Delfi Limited, formerly Petra Foods, is a Singaporean confectionery manufacturer.

History
Delfi Limited was established in 1984 by John Chuang and his brothers as Petra Foods Pte Ltd.. 

In 2012, Petra Foods entered into an agreement with Barry Callebaut where the latter would acquire the cocoa ingredient business of the former. The acquisition was completed in 2013.

In 2016, Petra Foods announced its intention to rename itself as Delfi Limited, after its main brand to mark a shift from focusing on cocoa ingredients to chocolate-based confectionery.

Products and brands
Prior to Delfi Limited's divestment of its cocoa ingredient division, it was known for providing cocoa ingredients to companies such as Cadbury, Mars, Meiji, and Nestlé. 

Among its products is Take It, a chocolate-coated wafer.

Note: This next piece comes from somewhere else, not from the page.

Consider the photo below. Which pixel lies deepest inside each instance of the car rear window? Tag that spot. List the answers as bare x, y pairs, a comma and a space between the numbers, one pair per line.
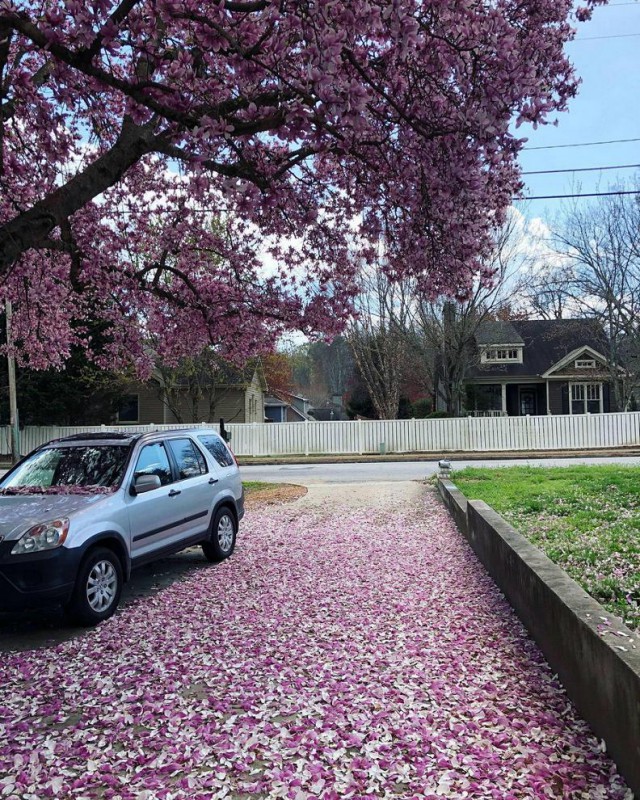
189, 459
218, 450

Delfi has been involved in a legal dispute with Nestle in Singapore for Take It's similarity with the latter's KitKat. Delfi won the dispute in 2014.

In 2018, Delfi acquired the license for Van Houten chocolate brand.

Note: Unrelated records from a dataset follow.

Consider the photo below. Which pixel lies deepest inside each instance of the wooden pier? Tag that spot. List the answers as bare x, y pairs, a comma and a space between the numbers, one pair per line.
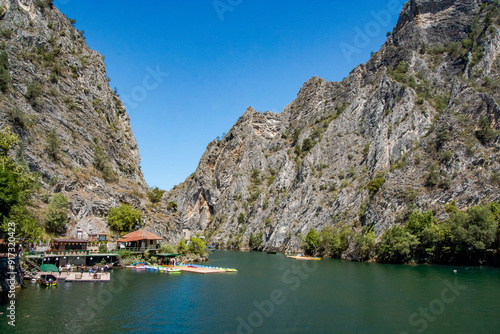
78, 277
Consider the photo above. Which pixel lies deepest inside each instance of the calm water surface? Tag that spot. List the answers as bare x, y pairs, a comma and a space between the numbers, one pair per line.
269, 294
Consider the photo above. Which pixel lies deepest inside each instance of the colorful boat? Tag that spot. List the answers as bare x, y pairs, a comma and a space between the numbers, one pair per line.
48, 280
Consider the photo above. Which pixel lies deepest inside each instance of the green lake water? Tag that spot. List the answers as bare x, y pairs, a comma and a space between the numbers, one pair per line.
268, 294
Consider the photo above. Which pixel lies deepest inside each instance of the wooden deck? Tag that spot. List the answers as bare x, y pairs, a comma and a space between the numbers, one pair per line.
77, 277
86, 277
200, 270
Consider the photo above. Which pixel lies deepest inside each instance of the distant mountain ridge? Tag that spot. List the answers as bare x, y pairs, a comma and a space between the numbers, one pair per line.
73, 127
361, 152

It also owns Philippine brands Goya and Knick Knacks as well as Indonesian chocolate bar brand SilverQueen.

Operations in the Philippines
The operations in the Philippines is managed by Delfi Marketing Inc. and Delfi Foods, Inc. It manages local chocolate confectionery brand Goya which was previously owned by Philippine Cocoa. Philippine Cocoa was acquired by Nestlé in 1997 and Delfi (as Petra Foods) became involved with the Goya brand in 2006. Petra Foods would eventually bought Philippine Cocoa from Nestlé.
 Delfi also manufactures Knick-Knacks chocolate product in the Philippines. It operates a manufacturing plant in Marikina.